ケアが終わった後は、それがとても心地よかったことを相手の記憶に残します。細かい内容は覚えていなくても「楽しかった」という感情が残れば、次のケアをより受け入れてもらいやすくなります。
誰かと良い時間を過ごすと「また会いたい」という気持ちが生まれますが、これは介護においても同じです。「また会おうね」という次回の約束をすることで、次のケアを受け入れてもらいやすくなります。
介護で大切なのは、何でもやってあげるのではなく、ご本人ができることは自分でやってもらうことです。「持っている力を奪わない」ことも介護の大切な技術です。
認知症の人が現実とかけ離れたことをするとき、本人にとってはそれが真実なのです。そんなときには、思い切って相手の世界に入り込んでみると安心してもらえます。
何度も同じことを尋ねるときには、実は不安な気持ちを質問で表現しているかもしれません。そんなときには質問と関連がある、別の楽しいことを提案してみることも解決策になります。
ご本人のうれしかった出来事、仕事の功績などの「良い思い出」は、不安になったときの特効薬です。困ったときにはそのことについて語り合うことで、ご本人の気持ちが落ち着き、安心します。
認知症の人は、一度にたくさんのことを言われると混乱してしまいます。何かをお願いするときには、ひとつずつ頼むと落ち着いて取り組んでもらえます。
不安な気持ちがさまざまな症状を引き起こすことが認知症の特徴です。本人が自信をもってできることを提案することで不安な気持ちを解消させることができます。
年齢を重ねると味覚が変化して、これまでの味付けでは物足りなく感じるようになります。 そんなときには、香辛料や薬味を使うことで食欲を取り戻すことができます。
認知症の人がどこかへ行ってしまおうとするときには、今いる場所に不安を感じていることが多いです。「ここにいて大丈夫だ」と本人が安心できる、好きなことや興味のあることを提案してみてください。これも重要な介護の技術です。

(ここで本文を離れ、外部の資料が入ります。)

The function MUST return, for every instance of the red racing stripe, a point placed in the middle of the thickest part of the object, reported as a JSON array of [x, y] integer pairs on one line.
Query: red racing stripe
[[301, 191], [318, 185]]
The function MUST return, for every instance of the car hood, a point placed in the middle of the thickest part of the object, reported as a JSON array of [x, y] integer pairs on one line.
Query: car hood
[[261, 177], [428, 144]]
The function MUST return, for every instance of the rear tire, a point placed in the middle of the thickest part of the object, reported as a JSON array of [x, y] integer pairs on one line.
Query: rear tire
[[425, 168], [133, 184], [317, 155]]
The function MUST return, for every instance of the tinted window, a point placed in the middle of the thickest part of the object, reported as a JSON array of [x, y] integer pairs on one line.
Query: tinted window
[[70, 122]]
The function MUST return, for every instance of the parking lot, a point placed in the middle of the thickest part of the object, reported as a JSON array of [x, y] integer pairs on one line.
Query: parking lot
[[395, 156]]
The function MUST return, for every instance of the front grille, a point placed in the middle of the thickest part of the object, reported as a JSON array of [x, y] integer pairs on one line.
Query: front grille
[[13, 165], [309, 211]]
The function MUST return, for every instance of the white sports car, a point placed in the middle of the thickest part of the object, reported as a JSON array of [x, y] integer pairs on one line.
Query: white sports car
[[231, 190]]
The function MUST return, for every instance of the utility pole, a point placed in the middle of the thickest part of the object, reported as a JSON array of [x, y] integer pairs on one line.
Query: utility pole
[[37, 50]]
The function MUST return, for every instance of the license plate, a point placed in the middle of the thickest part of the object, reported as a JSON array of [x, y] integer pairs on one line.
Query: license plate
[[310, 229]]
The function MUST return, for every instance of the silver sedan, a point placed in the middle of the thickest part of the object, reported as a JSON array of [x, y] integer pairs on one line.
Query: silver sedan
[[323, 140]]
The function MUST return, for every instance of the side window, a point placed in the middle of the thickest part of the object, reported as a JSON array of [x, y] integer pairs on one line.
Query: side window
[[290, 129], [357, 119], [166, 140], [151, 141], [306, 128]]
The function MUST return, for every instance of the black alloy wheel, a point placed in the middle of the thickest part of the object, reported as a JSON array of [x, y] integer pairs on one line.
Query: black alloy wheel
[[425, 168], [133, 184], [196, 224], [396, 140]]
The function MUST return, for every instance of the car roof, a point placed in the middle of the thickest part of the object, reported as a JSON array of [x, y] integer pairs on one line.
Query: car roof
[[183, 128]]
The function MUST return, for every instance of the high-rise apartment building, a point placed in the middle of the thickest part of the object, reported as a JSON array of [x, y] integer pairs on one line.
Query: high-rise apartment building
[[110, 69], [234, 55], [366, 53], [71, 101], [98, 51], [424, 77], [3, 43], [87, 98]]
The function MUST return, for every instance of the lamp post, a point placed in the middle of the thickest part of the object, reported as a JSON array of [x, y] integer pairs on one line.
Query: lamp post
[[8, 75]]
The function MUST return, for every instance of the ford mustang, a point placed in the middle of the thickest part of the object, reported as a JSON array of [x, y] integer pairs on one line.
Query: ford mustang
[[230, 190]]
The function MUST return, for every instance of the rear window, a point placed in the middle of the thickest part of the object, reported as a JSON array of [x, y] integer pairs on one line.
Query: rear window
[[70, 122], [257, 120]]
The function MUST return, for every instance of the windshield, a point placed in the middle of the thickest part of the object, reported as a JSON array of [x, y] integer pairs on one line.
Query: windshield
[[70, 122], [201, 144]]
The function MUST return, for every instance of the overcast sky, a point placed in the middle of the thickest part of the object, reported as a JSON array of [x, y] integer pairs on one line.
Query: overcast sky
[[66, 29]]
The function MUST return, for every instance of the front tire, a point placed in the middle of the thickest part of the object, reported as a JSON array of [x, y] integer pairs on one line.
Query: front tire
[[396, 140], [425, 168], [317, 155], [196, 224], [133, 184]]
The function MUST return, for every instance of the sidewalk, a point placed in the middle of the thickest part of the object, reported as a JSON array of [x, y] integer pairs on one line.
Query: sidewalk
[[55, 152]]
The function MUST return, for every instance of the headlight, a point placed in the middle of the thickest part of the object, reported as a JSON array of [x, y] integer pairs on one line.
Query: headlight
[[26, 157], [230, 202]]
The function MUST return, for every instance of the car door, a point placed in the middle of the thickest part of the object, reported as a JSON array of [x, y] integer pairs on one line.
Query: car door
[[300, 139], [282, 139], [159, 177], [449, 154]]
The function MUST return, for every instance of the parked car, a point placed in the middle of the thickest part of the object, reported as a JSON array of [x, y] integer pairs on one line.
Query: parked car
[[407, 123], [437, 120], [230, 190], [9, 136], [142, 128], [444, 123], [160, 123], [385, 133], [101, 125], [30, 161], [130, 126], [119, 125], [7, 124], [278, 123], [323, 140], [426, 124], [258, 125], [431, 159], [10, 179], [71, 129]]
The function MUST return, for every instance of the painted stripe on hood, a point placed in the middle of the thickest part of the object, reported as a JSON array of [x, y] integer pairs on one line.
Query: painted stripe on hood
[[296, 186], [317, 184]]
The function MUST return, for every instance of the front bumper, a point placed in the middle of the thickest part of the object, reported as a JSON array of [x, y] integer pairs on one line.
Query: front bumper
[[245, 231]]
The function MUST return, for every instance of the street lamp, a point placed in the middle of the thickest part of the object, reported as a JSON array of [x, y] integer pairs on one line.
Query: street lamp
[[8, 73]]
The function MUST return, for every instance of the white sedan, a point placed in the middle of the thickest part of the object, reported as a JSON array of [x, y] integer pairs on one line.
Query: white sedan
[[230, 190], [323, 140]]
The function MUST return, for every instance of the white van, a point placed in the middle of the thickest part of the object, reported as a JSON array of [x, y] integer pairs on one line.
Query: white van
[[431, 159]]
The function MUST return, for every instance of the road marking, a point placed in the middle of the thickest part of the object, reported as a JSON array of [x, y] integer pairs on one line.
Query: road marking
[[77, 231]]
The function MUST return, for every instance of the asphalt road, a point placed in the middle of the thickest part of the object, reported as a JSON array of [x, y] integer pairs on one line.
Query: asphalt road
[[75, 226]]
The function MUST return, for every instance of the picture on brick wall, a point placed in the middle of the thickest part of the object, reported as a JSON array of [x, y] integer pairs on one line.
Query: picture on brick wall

介護を受け入れてもらえないときには、押し問答せずに、一旦相手の嫌だという気持ちを受け止めましょう。タイミングをずらして、この連載でご紹介した本人が安心できるような工夫や、自信を持ってできることを提案するなどの技術を使ってもう一度試してみてください。
家族に「大好き」というのは照れますが、思い切って伝えてみてください。認知症が進行しても最後まで働いている「感情」に働きかけることで、本人はきっと介護を受け入れてくれ、共に良い時間が過ごせます。
介護をするときは、一人で頑張り過ぎないでください。周囲に助けを求めることも、大切な「技術」です。
ユマニチュードを実践して、相手に理解してもらえるよう優しさを伝えていきましょう。